Coalition 2030 is an alliance of over 100 civil society organisations working together to ensure Ireland keeps its promise to achieve the Sustainable Development Goals (SDGs), both at home and abroad.
The coalition is made up of both international and domestic NGOs along with youth organisations, environmental groups, academics, and trade unions. Its member organisations work in a broad variety or areas – from humanitarian relief to labour rights and environmental sustainability – in Ireland and in over 50 countries around the world. This diverse partnership has come together in the belief that Agenda 2030 – the global development plan agreed in September 2015 at the United Nations – must be fully implemented and its promises kept.

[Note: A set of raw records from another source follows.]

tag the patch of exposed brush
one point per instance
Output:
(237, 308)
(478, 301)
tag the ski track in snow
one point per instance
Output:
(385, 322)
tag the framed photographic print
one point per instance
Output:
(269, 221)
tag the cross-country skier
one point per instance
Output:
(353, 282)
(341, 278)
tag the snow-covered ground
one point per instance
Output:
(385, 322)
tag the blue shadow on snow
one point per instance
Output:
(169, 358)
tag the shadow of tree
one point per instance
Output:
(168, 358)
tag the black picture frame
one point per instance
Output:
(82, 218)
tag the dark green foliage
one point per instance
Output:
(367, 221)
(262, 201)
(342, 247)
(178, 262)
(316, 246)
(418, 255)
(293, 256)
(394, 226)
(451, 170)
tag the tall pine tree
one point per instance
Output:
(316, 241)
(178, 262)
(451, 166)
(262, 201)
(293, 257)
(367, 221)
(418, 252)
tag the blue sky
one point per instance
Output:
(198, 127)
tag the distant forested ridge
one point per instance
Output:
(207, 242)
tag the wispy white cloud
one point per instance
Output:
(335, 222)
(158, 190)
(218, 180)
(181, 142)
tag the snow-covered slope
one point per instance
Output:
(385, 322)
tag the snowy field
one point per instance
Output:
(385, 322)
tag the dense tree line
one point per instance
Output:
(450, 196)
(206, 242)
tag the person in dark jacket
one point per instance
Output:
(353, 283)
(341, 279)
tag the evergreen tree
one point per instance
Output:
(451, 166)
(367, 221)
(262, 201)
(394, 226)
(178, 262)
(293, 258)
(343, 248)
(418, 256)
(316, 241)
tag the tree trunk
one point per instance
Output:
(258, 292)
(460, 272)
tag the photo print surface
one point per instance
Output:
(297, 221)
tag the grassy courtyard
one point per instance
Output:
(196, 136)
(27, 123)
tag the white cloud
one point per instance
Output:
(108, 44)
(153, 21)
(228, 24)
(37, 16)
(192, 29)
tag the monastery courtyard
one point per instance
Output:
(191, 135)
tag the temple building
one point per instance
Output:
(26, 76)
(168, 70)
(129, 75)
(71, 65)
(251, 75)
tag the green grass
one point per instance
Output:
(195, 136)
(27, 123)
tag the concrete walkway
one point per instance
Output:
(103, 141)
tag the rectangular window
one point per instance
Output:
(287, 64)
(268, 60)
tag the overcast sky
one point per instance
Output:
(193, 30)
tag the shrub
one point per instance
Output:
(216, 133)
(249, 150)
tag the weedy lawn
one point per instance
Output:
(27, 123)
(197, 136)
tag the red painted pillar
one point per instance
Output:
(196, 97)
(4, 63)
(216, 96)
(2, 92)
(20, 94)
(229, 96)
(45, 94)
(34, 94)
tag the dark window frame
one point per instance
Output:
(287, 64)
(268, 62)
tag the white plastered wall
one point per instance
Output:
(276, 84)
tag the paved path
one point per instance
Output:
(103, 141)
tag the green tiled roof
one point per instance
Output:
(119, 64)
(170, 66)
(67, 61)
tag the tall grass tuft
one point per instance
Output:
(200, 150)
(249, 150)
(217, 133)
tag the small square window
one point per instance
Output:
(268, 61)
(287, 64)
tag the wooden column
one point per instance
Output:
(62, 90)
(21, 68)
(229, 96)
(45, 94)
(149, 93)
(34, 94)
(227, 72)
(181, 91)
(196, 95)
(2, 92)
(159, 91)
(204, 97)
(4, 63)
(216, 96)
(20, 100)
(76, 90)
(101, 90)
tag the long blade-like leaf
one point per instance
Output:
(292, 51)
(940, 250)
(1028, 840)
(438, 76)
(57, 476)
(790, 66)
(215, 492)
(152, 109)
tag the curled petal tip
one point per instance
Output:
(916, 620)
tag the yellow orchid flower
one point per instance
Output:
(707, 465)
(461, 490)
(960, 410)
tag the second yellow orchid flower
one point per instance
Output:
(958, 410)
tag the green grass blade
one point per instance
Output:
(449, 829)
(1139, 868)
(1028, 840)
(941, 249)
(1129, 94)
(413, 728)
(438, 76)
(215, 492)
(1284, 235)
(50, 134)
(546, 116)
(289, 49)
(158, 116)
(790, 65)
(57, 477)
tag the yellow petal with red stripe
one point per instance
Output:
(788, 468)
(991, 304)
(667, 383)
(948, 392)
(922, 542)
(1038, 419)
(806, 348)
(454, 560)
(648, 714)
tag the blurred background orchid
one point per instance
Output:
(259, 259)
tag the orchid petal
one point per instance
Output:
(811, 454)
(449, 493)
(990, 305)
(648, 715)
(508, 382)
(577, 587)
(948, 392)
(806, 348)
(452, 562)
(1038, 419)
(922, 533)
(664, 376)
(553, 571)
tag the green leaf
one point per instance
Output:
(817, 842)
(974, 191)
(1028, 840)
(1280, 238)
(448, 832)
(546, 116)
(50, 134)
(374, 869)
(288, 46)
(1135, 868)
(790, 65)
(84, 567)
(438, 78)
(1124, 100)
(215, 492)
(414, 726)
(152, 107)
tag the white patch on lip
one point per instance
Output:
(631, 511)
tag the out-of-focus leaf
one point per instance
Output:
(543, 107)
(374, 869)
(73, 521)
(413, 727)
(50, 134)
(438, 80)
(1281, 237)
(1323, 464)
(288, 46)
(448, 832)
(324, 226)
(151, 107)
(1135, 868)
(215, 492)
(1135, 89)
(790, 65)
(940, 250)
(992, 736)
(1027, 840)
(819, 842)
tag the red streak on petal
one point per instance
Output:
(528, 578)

Together, we collaborate in advocacy for effective implementation of the SDGs and to monitor the Irish government’s compliance with its responsibilities as a signatory to the plan. Given that Ireland co-facilitated negotiations for the Goals (along with Kenya), it behoves the government to set a strong example in implementing each and every one of them, in line with the guiding principle to ‘leave no-one behind’. Moreover, the SDGs are interconnected and interdependent, so a holistic and comprehensive approach with coherent policies is essential to their success. As such, strong political leadership, effective coordination and a whole-of-government approach are crucial.
As members of Coalition 2030, we call on the Irish government to deliver the following:
1. An ambitious National Action Plan led by the Taoiseach—involving all government departments—to steer, implement, monitor and report on the SDGs. This plan must emphasise the interlinked nature of the Goals—making the link, for example, between agriculture and climate change, trade policy and global poverty.
2. An inclusive monitoring forum, one in which civil society and in particular those vulnerable groups—both in Ireland and internationally—who stand to gain or lose most from Ireland’s work on the SDGs, are fully represented.
3. Increased financing for development. The government must commit the resources required to achieve the SDGs, both at home and internationally. A key indicator of this commitment will be a clear and credible plan to reach the UN target to spent 0.7% of our GNI on overseas development aid (ODA).
If the SDGs are to be the transformative agenda originally envisaged then determined and consistent action on the part of governments in Ireland and around the world is required. Governments will not achieve the SDGs without working with civil society, however . The Irish government has been slow to date in making meaningful efforts to implement the SDGs. Three years after the agreement of the 2030 Agenda, it is no longer enough for governments to come before the UN speaking only of grand plans and noble intentions for the future – they must show concrete evidence of determined and effective efforts to incorporate the Goals into all areas of state and public sector activity.